The Hispanic vote represented a mere 9 percent of all ballots cast in the 2008 presidential election, but the peculiarities of the United States electoral system makes the presence of those votes in certain states crucial for the national result.

While President Barack Obama, who in 2008 won 67 percent of Hispanic votes, and hopefuls for the Republican presidential nomination calculate their chances with this bloc, Hispanic voters might feel they are little more than pawns in a much larger game.

Since a presidential election in the United States is decided in an Electoral College to which the states send delegations proportional to their population, the presence of Hispanics in some of them makes their vote crucial.

In New Mexico, for example, the Hispanic vote rose from 32 percent of the total in 2004 to 41 percent in 2008, in Texas it remained at 20 percent, in Arizona it went from 12 percent to 16 percent, and in Nevada from 10 percent to 15 percent.

In Florida the Hispanic vote is around 15 percent of the total.

But Hispanics are a diverse segment and politicians chasing their votes know that the same approach won't work with Cuban-Americans in Florida, Puerto Ricans in New York and New Jersey, Mexican-Americans in California and the Southwest, and many other immigrants of Latin American origin in Illinois and Virginia.

According to the 2010 Census, the population that identifies itself as "Hispanic" or "Latino" grew by 43 percent over the previous 10 years, a figure that dwarfs the 9.7 percent growth of the population as a whole.

Representation in the lower house of Congress is done in proportion to state populations distributed in districts whose limits are readjusted according to Census figures.

Drawing the lines has not yet been completed for the 2012 elections, but there are at least 118 existing districts where more than a fifth of the population is Hispanic, compared with 28 districts in the redistricting that followed the 2000 Census.

Out of the 118 districts where the Hispanic vote carries the most weight, more than 90 are in California, Texas, Florida and New York, the states with the most electoral votes.

According to surveys, Hispanics continue to favor Democrats in Congress and President Obama, though these politicos by no means have the Hispanic vote nailed down.

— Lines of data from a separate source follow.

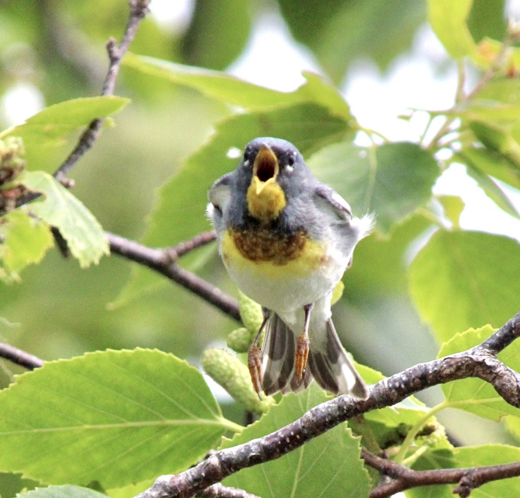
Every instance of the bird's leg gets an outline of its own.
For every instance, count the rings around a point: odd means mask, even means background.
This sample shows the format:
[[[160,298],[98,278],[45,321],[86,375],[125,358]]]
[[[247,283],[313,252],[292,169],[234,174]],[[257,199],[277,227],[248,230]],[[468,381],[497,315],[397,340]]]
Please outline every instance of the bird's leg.
[[[258,398],[262,399],[260,393],[262,392],[262,350],[258,347],[258,341],[260,340],[260,336],[262,335],[262,331],[265,326],[266,323],[269,319],[270,312],[269,310],[264,308],[264,321],[260,325],[260,329],[258,331],[251,345],[249,346],[248,350],[248,366],[249,368],[249,374],[251,376],[251,382],[253,383],[253,387],[254,387],[256,394],[258,395]]]
[[[303,373],[307,366],[307,359],[309,357],[309,322],[310,321],[310,312],[313,310],[314,303],[305,305],[303,310],[305,313],[305,319],[303,324],[303,332],[298,337],[296,344],[296,354],[294,356],[294,368],[296,377],[298,381],[303,377]]]

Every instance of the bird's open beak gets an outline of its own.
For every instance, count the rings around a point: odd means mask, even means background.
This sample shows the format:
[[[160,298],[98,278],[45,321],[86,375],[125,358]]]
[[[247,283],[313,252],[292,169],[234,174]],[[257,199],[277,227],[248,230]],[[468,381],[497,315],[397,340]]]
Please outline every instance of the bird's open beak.
[[[264,144],[258,151],[253,164],[252,184],[258,195],[264,188],[276,180],[280,172],[278,160],[268,146]]]

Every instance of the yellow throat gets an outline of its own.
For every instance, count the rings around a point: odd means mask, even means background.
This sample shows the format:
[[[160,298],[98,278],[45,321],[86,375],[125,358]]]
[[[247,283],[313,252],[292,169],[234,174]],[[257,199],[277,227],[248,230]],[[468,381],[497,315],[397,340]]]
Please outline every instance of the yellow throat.
[[[250,214],[264,223],[276,219],[287,203],[283,190],[276,182],[279,172],[276,155],[269,147],[263,145],[253,165],[246,199]]]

Hispanic voters were as battered as the rest of the population by the recession, but their jobless index is over 11 percent compared with 8.6 percent of the general population.

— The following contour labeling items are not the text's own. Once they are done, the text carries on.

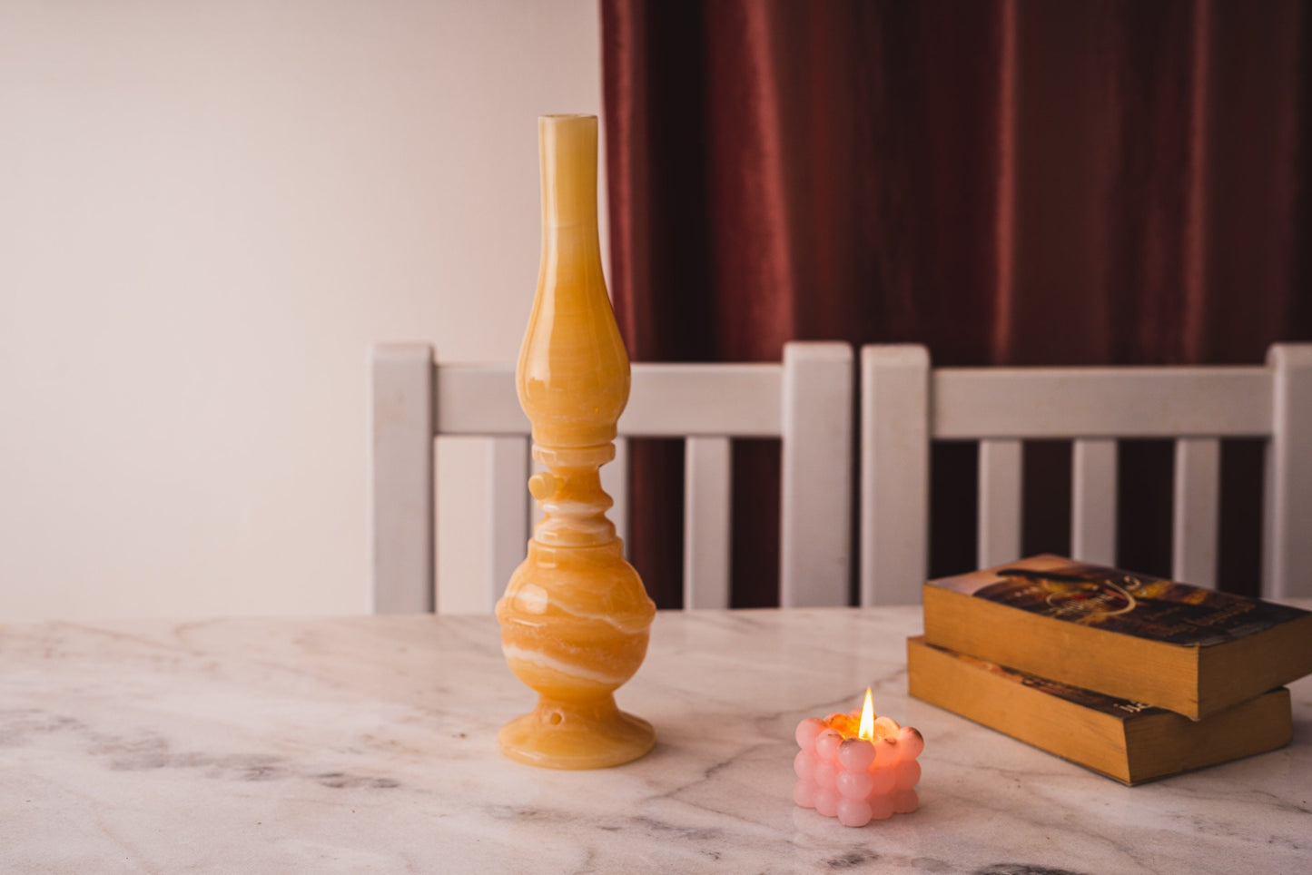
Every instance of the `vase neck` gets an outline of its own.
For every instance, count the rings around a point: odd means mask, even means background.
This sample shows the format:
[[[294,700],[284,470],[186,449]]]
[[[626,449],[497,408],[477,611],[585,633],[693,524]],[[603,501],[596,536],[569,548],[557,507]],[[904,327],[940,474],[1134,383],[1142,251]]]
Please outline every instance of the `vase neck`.
[[[543,237],[596,235],[597,117],[543,115],[538,142]]]

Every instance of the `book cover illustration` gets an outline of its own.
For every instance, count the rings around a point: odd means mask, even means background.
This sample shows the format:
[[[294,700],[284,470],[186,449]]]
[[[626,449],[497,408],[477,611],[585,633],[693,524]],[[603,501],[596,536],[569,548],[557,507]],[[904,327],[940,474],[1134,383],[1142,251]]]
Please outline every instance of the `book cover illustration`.
[[[932,582],[1040,617],[1193,647],[1253,635],[1308,613],[1061,556]]]

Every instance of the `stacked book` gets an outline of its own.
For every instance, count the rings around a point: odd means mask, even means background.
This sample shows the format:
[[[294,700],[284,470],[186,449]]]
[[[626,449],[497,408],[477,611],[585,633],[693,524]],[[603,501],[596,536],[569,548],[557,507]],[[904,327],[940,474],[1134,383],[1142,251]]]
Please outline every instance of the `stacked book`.
[[[1061,556],[925,584],[911,694],[1127,784],[1288,744],[1312,613]]]

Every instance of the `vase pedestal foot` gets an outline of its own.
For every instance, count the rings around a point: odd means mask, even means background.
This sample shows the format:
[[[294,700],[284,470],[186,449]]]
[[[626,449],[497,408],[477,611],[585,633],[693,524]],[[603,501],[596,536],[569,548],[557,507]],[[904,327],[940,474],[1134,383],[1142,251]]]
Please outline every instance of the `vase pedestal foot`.
[[[643,756],[656,744],[652,724],[615,707],[615,697],[548,699],[497,733],[501,753],[544,769],[605,769]]]

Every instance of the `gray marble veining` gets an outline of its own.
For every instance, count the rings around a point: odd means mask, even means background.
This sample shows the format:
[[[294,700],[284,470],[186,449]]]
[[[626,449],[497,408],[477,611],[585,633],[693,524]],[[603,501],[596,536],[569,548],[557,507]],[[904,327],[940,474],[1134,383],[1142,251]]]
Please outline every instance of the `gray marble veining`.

And disappointment has grown among Latinos who have undocumented family members or friends - since Obama came to the White House, nothing has been done to pass a comprehensive reform of immigration law. On the contrary, there are now more deportations than ever.

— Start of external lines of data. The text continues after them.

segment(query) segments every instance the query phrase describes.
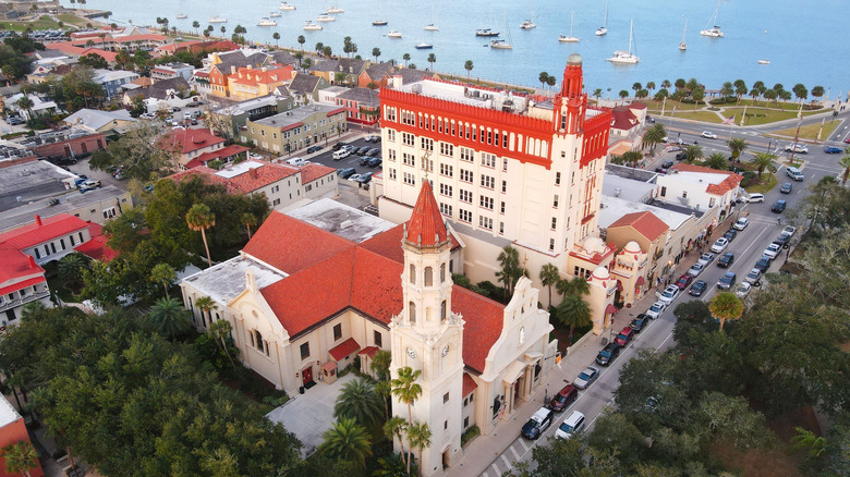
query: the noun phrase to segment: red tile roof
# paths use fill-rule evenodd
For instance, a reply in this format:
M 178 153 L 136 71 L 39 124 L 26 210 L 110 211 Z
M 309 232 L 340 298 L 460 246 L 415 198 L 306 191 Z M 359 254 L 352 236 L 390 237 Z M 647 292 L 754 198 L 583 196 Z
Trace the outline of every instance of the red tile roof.
M 331 347 L 328 353 L 333 356 L 333 359 L 339 362 L 356 351 L 360 351 L 360 344 L 353 338 L 349 338 L 339 345 Z
M 36 216 L 35 222 L 0 234 L 0 244 L 8 244 L 22 250 L 86 227 L 88 227 L 86 221 L 68 213 L 59 213 L 47 219 Z
M 463 374 L 463 392 L 461 393 L 462 396 L 470 395 L 471 392 L 475 391 L 475 388 L 477 388 L 478 384 L 475 383 L 475 380 L 472 379 L 472 376 L 470 376 L 469 372 Z
M 655 213 L 649 211 L 627 213 L 608 225 L 608 229 L 629 225 L 649 242 L 655 241 L 669 229 L 661 219 L 655 217 Z
M 301 168 L 301 183 L 309 184 L 311 182 L 317 179 L 324 178 L 329 174 L 333 174 L 336 172 L 337 170 L 333 168 L 329 168 L 327 166 L 323 166 L 316 162 L 311 162 Z
M 433 246 L 446 242 L 447 236 L 446 224 L 442 222 L 437 200 L 434 199 L 430 182 L 423 181 L 404 238 L 412 244 Z

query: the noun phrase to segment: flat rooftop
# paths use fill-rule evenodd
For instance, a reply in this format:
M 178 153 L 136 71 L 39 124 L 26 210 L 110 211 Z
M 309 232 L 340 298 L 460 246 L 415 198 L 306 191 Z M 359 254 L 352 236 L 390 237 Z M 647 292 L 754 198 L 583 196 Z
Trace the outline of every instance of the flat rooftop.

But if Hispanic voters feel less than enthusiastic about going to the polls and voting for Obama in 2012, they have real reasons to worry about any of the candidates currently in the race for the Republican presidential nomination.

The only one who apparently gives a thought to the question of what to do about the 12 million undocumented immigrants already in the country, some of them for decades, is former House Speaker Newt Gingrich.

His proposal: some form of legalization for the undocumented who have a family, have paid their taxes, who are members of a church, good neighbors and business owners, that would allow them to work legally in the United States.

But they could never obtain citizenship - in other words, no danger that they'll ever vote Democratic.

Some analysts have mentioned another possible lure for Republicans fishing for the Hispanic vote - a vice presidential nomination for a Hispanic in the 2012 elections.

Mentioned as possibilities for the nomination are the freshman senator from Florida, Marco Rubio, and New Mexico Gov. Susana Martinez.